Jun 8, 2005

Intel Mac Frequently Asked Questions

Why didn't Apple just go with Motorola/Freescale's new dual-core 8600 chips? Why did they have to make the huge jump to Intel?

Because of Motorola/Freescale's sterling reputation at delivering fast chips so early and often, Apple decided it would rather not play keep-up and go with a more predicable partner that wouldn't constantly be one step ahead of them. IBM's Power5 and gaming console plans proved to be too rich for Apple to work with as well.

Will my Mac run faster than it did on PowerPC chips?

No, not at all. Apple designed this move to push its processor speed back a few notches since first Motorola and now IBM have been introducing speedy new processors so often. The move to Intel architecture chips will keep Apple at a stand-still like the rest of the PC industry, something akin to the 500 MHz Fiasco of 1999 — the last time Jobs and co. were truly happy with their processor partners.

Will I be able to run System 6 software on Intel Macs? Apple will include Classic with 68k emulation, right?

Absolutely. And what a great idea too! Apple realizes the importance of running decades-old software that its users can't upgrade from due to stubbornness or misplaced sentimentality and so has invested millions in making sure you can bring your antique computer programs with you to the next Mac platform.

Will this be like the 68k-to-PowerPC switch?

It most assuredly will. If Apple learned anything from previous platform migrations it's that developers don't want it easy. Thanks to Xcode 2.1 and the general structure of Mac OS X, the port to Intel will take at least 10 years and run software slower than ever before — until Apple can crank out a "native" version of OS X since it's never run on these processors before.

So with Rosetta I can emulate a Power Mac, right? Can I just emulate the whole OS on it? I hate Intel! PowerPC forever!!!

Sure you can, but don't forget to enable the "Full-Speed Emulation" checkbox that lets you emulate your dual 2.7 GHz Power Mac G5 at full speed with AltiVec. This means that all of your software will run in PowerPC mode so you don't feel like a cheap dirty technology sellout running on Intel processors.

Will this mean Macs will be cheaper because they're using commodity hardware?

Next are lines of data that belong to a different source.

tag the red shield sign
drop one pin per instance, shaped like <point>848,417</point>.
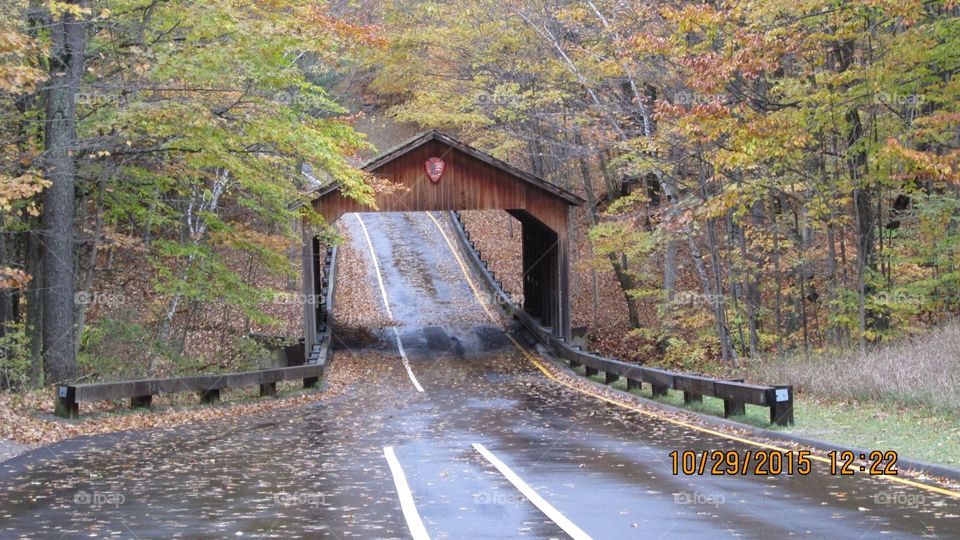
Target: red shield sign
<point>435,167</point>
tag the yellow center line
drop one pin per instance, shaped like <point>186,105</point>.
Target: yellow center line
<point>536,362</point>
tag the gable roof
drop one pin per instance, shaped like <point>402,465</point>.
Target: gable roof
<point>433,135</point>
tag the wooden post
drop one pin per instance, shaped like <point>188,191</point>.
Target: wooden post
<point>733,408</point>
<point>563,292</point>
<point>781,410</point>
<point>141,402</point>
<point>309,313</point>
<point>268,389</point>
<point>66,403</point>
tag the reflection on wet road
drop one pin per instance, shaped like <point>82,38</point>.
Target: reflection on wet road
<point>322,470</point>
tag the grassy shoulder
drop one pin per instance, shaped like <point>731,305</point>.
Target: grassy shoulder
<point>914,432</point>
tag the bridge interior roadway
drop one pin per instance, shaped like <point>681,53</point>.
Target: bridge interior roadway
<point>603,469</point>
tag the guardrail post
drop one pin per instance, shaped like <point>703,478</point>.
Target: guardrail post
<point>66,404</point>
<point>268,389</point>
<point>781,408</point>
<point>141,402</point>
<point>733,408</point>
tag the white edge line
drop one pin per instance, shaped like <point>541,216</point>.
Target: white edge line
<point>386,304</point>
<point>409,508</point>
<point>548,510</point>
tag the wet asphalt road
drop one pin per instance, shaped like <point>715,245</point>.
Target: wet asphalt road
<point>320,470</point>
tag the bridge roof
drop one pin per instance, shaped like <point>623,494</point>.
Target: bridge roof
<point>426,137</point>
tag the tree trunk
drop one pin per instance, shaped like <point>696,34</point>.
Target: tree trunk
<point>68,38</point>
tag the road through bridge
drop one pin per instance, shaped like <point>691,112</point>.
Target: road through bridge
<point>492,447</point>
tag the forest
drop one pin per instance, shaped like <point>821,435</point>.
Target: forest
<point>762,178</point>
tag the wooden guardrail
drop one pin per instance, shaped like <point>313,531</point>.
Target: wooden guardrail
<point>735,394</point>
<point>140,392</point>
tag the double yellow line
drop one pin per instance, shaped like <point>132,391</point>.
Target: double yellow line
<point>536,362</point>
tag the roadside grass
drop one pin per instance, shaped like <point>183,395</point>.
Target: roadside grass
<point>914,432</point>
<point>921,371</point>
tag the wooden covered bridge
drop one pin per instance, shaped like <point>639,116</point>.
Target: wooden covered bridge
<point>436,172</point>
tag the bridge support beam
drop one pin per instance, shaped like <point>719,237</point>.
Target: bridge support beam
<point>309,288</point>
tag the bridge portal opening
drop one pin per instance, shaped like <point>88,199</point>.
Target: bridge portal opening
<point>435,172</point>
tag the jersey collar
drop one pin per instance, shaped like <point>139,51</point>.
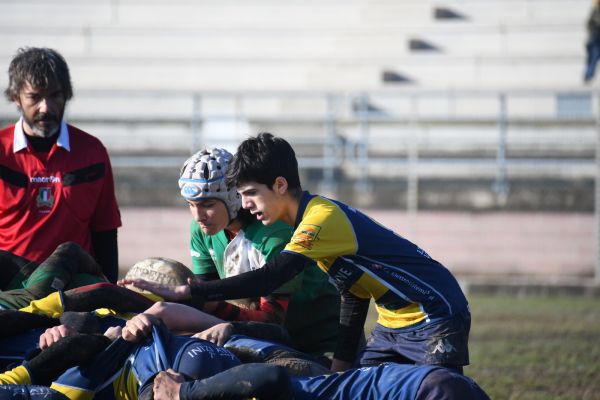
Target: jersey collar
<point>20,140</point>
<point>306,197</point>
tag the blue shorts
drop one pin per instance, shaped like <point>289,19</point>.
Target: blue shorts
<point>444,342</point>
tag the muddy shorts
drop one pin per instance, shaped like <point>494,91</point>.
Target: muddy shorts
<point>443,342</point>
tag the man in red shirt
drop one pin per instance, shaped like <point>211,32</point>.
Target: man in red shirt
<point>56,182</point>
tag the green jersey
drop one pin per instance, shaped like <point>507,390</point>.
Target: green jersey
<point>312,326</point>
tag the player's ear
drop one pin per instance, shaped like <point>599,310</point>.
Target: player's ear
<point>280,185</point>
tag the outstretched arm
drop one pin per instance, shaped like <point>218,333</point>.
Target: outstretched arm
<point>104,295</point>
<point>260,282</point>
<point>243,381</point>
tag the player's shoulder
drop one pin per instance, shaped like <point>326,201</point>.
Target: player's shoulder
<point>257,229</point>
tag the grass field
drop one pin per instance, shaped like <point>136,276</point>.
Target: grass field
<point>535,347</point>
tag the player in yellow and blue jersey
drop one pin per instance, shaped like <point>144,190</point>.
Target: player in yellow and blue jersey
<point>423,315</point>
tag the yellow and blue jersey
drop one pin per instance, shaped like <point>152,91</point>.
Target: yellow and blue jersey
<point>371,261</point>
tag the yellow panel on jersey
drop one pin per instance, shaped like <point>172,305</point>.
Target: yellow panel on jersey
<point>16,376</point>
<point>73,393</point>
<point>400,318</point>
<point>50,305</point>
<point>324,233</point>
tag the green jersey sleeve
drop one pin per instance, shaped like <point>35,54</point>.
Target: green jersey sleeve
<point>202,262</point>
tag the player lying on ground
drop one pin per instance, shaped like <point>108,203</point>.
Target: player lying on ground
<point>226,240</point>
<point>23,281</point>
<point>423,316</point>
<point>164,369</point>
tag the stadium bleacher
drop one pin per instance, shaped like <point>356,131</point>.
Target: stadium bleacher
<point>206,72</point>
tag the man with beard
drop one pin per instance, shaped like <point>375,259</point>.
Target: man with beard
<point>56,182</point>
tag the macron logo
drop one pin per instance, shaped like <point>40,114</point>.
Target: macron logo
<point>44,179</point>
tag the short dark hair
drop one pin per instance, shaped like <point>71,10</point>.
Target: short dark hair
<point>41,67</point>
<point>262,159</point>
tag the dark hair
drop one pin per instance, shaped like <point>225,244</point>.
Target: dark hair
<point>262,159</point>
<point>41,67</point>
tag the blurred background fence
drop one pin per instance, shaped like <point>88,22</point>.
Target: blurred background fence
<point>463,124</point>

Yes. You can expect your Mac purchases after 2006 to be hundreds of dollars cheaper than ever before, since the processor makes that much of a difference in the bottom line and Apple hasn't been using any other common PC components before now.

Intel Mac minis should sell for $99 and new quad-processor Power Mac systems with Intel inside will start at a modest $999. iMacs and eMacs will hover somewhere in the $399-599 range, while iBooks will start at $299 and PowerBooks at $499. High-end servers based on eight-way Pentium Extreme chips and 32 gig of RAM might crack the $1999 boundary, however.

Can I install Mac OS X on my sweet dual Pentium Pro box? I overclocked the processors to 233 MHz so it really cooks.

You sure can. Apple made it so that you can install Mac OS X on any Intel PC dating back to the original Pentiums in all 60 MHz of their glory. Never-mind that they're equivalent to PowerPC 603 chips at the same clock speed and that Mac OS X would run like molasses in Winter on them — Apple has made it easy to bypass their hardware and sincerely want you to run their software on something that will make you curse its speed to the lowest pit of Hell.